I have been looking up fossil for hours over the past two days and I can't find a site that says how long it takes to form a fossil. For the third time, what makes you so sure when I am so perplexed? There is no onus on me to show why I'm not sure, the onus is on you to show why you are.
 
  • #70
jimmysnyder said:
I have been looking up fossil for hours over the past two days and I can't find a site that says how long it takes to form a fossil. For the third time, what makes you so sure when I am so perplexed? There is no onus on me to show why I'm not sure, the onus is on you to show why you are.
OK, I think we've been crossing our wires.

I've been perplexed because you seem to have been confusing normal coral reef building with (what I am now finding is technically known as) permineralization. That seems to have been missing the point from my PoV.

(I will frorm this point on, use the terms fossil and permineralisation as per mgb's suggestion. Fossils are things dug up. Permineralization is what happens when bones are replaced with minerals.)

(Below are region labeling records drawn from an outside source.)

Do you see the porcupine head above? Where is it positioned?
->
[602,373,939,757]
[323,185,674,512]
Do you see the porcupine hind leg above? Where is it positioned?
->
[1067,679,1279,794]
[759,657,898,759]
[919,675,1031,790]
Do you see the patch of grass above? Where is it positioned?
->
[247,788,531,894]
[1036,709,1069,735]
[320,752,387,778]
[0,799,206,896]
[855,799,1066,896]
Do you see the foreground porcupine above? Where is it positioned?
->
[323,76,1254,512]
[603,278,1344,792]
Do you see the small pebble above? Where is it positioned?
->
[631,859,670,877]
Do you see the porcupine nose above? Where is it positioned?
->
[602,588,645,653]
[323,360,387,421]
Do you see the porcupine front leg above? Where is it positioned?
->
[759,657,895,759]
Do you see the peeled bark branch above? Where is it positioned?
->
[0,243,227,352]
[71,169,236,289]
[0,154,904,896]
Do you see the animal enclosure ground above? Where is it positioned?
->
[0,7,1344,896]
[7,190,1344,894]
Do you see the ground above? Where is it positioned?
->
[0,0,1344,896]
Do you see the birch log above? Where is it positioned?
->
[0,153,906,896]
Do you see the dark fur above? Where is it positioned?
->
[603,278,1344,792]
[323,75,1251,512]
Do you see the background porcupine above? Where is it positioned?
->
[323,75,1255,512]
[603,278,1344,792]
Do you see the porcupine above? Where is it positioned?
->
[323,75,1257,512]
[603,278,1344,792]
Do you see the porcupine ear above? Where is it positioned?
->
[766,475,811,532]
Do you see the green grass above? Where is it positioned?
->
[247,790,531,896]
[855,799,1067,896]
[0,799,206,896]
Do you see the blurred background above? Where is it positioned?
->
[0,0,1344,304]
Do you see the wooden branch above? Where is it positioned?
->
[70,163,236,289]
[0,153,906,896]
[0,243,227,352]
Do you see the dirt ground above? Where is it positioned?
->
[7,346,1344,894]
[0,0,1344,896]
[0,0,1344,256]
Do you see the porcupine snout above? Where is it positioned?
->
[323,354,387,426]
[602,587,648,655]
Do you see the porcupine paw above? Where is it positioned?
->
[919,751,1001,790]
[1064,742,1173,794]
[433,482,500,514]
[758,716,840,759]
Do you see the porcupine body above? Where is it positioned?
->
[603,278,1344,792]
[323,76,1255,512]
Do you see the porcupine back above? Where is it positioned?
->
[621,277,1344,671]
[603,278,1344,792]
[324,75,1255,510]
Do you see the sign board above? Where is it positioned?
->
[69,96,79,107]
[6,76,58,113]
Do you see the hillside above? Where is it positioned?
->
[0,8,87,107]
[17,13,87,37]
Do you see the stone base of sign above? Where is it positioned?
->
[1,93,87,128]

However, I must concede, I do not actually know how long it takes for buried bones to be replaced by mineral. You are right, it is always something I've "just known" and, in this case I have been oversimplifying the issue because this discussion is really (supposed to have been) about humans. And fossilization or permineralisation is just not applicable.

I too cannot find a reference that states how long this process of permineralization takes.